Injuries Exposed Depth Issues for Eagles
How many times have fans seen the Eagles struggle with injuries over the last three seasons? This year has been no exception with the offensive line taking their hits. The unit has gone through more offensive line rotations than any other group in NFL history. Jason Kelce has been the only lineman who started every game this season.
The Eagles’ secondary is the other unit that has had its bruises over the last couple of seasons. It’s a similar situation where the team lost key players in Rodney McLeod and Avonte Maddox. How much did this impact the unit? Well, the Eagles’ defense has had the worst two weeks in franchise history, giving up over 500 yards in the last two games.
The secondary is mostly to blame for all the yardage allowed. Kyler Murray threw for 406 yards two weeks ago and Andy Dalton threw for 377 yards on Sunday. If fans included Arizona punter Andy Lee’s 26-yard completion in the Arizona game, that’s 809 passing yards allowed in two weeks.
A glaring issue was the disappointing performance by undrafted rookie cornerback Michael Jacquet who performed well against Arizona two weeks ago in place of Avonte Maddox. Dallas exposed him with nine targets, allowing seven catches for 182 yards and two touchdowns. That’s the most yards by an Eagles defender in five years. That resulted in Jacquet being benched and Jalen Mills being moved from safety to cornerback.

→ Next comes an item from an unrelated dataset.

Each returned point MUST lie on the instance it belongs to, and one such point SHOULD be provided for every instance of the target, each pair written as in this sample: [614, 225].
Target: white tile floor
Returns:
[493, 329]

Losing Fletcher Cox to injury in Sunday’s game exposed issues with depth on the defensive line and a lack of leadership. Josh Sweat and Derek Barnett’s absences were felt heavily on the outside and the Eagles were outscored 34-3 after Cox left the game. With no pass rush and a failure to contain Ezekiel Elliott in the running game, it shows the interior defensive line needs some attention on the bench.
How Do the Eagles Fix the Depth Issue?
The ultimate problem is the team won’t have the salary cap to fix many issues on the team. Philadelphia has to face the reality that they won’t be able to sign many players since Carson Wentz’s contract is taking up a lot of money. Where does this leave the team?
With the most likely reality being the team will have a top-seven pick in the NFL Draft in 2021, this is their opportunity to find real talent to step up right away. Whether that comes in the form of an elite receiver or a shutdown cornerback, Roseman will have a ton of pressure to pick the right player.
Another factor is Doug Pederson has to do a better job of developing the young players. There have been more misses than fans would like in the last five drafts. Partial blame is on scouting and the other half has been on coaching. It appears Pederson and Roseman might have one more season to get it done. They’d better…as patience will be running thin.